As CRL officially announced on Thursday (I’m quite behind on things with the planning for Interface + Digital Humanities Day), congratulations to Dan Reboussin for winning the CRL Primary Source Award for Access!
Dan Reboussin is the Head of the African Studies Collections at the University of Florida and won the award for access for “developing access to the Jean-Marie Derscheid Collection, a rich set of manuscripts documenting pre-colonial and colonial events in Burundi, Eastern Congo, and Rwanda.” Dan developed access by
- Arranging for the digitization of the full Derscheid collection of materials
- Creating an excellent finding guide and then arranging for the guide to be digitized and online
- Securing permissions for the digitization of related scholarly materials as with Lemarchand’s book, Rwanda and Burundi, to provide access to the complete research context relating to these materials
- Utilizing search engine optimization (SEO) to ensure the full collection was findable. This included creating the Derscheid digital collection within the UFDC which is powered by the SobekCM software engine, which is optimized for search engines including Google to best support human and automated indexing of materials. This also included creating a Wikipedia entry for Derscheid for human and automated mechanisms to best connect search engines with the collection and collection materials
I’m pleased to say that I was able to nominate Dan for his excellent work. It’s wonderful to see Dan’s work be rewarded by library community with the CRL Primary Source Award!

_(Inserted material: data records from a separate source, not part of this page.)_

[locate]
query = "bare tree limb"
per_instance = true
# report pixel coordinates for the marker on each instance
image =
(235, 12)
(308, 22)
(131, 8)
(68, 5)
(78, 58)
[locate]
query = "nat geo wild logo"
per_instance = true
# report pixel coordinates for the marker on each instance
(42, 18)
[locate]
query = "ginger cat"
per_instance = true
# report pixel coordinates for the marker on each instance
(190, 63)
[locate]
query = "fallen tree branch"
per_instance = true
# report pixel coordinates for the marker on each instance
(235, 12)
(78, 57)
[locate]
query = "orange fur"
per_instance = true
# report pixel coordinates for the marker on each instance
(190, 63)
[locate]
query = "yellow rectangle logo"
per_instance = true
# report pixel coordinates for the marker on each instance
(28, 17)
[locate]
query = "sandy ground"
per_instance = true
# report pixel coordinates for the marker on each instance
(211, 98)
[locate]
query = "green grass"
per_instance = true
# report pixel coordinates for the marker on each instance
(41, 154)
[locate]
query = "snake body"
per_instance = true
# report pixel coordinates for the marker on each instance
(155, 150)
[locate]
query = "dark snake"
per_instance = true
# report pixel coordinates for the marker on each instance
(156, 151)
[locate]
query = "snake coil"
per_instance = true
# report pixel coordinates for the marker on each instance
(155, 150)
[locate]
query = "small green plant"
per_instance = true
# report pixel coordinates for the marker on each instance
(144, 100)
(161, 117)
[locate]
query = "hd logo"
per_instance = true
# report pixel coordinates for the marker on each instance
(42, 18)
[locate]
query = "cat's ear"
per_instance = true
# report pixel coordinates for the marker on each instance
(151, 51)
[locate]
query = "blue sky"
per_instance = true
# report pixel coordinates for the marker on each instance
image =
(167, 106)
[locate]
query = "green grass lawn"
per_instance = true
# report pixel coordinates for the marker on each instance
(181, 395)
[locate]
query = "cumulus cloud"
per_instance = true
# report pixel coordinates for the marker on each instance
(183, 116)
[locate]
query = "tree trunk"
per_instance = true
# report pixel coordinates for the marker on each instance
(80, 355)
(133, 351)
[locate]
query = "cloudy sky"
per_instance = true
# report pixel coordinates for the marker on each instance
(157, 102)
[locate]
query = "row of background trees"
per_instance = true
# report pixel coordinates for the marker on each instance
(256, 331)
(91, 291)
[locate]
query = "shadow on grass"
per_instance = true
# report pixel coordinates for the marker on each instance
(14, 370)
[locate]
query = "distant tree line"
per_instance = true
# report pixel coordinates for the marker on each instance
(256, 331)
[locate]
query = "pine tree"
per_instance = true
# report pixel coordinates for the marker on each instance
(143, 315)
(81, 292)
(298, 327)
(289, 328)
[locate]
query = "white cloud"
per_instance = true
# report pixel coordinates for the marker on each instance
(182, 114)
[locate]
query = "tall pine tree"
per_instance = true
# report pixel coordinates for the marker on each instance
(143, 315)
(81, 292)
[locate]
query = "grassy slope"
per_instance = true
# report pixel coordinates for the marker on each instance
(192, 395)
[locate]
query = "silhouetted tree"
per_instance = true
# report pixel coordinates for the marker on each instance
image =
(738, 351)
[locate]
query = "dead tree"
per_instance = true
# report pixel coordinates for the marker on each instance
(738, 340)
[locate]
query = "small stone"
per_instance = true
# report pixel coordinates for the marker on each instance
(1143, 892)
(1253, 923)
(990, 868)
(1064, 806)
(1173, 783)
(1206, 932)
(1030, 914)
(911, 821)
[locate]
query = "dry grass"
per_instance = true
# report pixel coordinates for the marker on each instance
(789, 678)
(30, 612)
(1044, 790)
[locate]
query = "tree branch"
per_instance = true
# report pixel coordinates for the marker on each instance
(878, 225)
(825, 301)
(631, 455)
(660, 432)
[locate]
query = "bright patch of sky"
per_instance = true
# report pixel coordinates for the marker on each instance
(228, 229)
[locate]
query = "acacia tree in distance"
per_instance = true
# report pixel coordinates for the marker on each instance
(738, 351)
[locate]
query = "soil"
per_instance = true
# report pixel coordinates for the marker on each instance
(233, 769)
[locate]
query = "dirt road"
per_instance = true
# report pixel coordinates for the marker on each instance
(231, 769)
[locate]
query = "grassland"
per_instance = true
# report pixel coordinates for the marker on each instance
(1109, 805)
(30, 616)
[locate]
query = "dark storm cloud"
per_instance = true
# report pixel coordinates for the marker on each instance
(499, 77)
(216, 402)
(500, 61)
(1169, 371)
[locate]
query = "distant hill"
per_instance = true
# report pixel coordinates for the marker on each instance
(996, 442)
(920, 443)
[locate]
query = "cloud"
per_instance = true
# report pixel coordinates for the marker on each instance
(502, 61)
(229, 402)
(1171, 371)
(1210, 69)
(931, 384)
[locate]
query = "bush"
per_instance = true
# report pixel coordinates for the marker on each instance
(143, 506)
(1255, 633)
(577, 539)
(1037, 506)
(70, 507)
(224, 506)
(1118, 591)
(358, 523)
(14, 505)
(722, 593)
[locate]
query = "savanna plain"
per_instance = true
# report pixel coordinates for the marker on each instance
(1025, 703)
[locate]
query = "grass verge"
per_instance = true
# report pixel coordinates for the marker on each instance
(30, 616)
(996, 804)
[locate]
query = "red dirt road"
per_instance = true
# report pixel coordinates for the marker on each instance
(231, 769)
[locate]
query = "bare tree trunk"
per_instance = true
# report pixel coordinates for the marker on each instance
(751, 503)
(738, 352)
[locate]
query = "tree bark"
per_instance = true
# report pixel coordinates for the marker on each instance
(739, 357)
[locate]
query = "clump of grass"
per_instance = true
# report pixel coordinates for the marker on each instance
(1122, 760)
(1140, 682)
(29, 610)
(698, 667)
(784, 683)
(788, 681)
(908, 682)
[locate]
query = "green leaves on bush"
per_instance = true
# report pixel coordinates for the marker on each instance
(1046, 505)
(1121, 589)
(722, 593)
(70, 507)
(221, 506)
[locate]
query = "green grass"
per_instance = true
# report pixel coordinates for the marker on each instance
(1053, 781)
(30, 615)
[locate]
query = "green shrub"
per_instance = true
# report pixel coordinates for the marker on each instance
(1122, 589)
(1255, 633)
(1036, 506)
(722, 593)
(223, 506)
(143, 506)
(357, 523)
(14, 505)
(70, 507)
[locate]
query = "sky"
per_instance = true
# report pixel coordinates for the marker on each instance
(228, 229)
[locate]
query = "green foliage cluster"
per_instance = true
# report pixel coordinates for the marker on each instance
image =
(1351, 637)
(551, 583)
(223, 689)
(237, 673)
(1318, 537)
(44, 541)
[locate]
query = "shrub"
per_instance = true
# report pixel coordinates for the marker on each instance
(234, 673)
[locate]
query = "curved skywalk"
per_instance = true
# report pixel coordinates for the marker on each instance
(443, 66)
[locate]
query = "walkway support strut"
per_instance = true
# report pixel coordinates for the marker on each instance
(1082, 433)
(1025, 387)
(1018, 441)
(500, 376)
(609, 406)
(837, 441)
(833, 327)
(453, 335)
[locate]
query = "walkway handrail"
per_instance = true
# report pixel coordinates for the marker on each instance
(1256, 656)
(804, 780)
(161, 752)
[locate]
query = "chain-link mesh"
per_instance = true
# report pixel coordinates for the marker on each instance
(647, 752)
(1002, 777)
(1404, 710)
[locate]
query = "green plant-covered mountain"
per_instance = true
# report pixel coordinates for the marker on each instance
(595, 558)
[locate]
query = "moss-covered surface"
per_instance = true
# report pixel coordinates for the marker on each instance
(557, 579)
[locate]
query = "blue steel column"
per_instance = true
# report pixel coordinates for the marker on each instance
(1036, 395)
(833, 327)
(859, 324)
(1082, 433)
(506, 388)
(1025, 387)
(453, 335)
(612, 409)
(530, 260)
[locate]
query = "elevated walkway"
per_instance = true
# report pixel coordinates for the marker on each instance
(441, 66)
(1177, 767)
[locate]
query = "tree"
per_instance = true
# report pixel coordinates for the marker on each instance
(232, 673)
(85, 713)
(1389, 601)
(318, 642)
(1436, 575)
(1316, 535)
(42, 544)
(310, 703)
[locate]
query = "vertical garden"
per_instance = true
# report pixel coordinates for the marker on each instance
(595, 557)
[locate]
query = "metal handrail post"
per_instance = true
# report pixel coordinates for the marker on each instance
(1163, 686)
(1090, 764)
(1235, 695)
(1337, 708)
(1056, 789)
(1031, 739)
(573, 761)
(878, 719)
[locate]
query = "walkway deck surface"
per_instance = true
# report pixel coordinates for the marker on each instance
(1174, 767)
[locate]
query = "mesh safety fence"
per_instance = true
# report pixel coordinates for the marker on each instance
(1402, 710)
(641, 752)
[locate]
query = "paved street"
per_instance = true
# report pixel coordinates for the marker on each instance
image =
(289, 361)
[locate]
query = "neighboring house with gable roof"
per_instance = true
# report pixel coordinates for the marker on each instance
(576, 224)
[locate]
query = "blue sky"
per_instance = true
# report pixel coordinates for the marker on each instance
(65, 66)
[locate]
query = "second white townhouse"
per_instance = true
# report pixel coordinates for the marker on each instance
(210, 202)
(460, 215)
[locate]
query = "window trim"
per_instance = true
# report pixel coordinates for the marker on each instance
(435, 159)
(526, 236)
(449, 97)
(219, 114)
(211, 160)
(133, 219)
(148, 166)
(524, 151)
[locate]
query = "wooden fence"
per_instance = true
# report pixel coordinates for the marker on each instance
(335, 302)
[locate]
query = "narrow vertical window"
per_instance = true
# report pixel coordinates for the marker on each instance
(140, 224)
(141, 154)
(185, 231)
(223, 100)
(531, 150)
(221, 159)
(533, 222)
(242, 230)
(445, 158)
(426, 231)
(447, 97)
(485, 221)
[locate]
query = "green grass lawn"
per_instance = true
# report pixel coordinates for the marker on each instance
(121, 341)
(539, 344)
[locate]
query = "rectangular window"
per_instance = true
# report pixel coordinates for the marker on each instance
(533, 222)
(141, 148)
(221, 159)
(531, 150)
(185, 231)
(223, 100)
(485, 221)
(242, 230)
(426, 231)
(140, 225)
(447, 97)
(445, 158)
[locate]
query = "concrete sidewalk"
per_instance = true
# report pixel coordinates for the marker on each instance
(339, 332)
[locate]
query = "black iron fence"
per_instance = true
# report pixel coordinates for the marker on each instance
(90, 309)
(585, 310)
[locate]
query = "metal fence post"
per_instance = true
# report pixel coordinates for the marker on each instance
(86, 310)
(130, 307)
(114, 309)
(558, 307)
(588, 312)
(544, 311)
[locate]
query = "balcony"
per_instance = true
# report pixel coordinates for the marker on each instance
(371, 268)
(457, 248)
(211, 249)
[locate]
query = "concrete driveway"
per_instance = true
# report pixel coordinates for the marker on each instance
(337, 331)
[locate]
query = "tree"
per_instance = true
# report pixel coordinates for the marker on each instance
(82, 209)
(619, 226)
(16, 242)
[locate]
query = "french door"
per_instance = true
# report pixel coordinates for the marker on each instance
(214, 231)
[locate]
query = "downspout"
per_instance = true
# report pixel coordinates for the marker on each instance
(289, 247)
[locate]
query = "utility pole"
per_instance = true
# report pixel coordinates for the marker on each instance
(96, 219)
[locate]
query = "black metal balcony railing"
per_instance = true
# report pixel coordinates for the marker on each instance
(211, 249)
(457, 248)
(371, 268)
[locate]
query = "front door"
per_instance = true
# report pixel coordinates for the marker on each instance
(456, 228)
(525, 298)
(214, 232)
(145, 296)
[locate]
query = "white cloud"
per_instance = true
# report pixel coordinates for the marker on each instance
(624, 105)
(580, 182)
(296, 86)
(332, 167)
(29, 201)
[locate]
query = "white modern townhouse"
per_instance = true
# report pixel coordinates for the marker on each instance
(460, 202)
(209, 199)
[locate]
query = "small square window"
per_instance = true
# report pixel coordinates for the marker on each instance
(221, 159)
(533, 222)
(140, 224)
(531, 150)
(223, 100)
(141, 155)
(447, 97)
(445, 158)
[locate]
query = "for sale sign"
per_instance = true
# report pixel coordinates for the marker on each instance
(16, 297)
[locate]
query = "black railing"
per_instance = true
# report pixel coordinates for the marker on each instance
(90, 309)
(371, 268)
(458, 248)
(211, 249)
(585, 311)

The full story is in the CRL Focus on Global Resources Newsletter.
The CRL Primary Source Awards are:
an annual competition designed to recognize and publicize librarians, teachers, and researchers who use or promote use of primary source materials.
Program Description & Criteria
The Primary Source Awards are presented annually in three categories:
Access
Facilitating access to primary source materials.
Research
Using or promoting primary source materials in research projects & methodologies.
Teaching
Employing primary source materials in the classroom.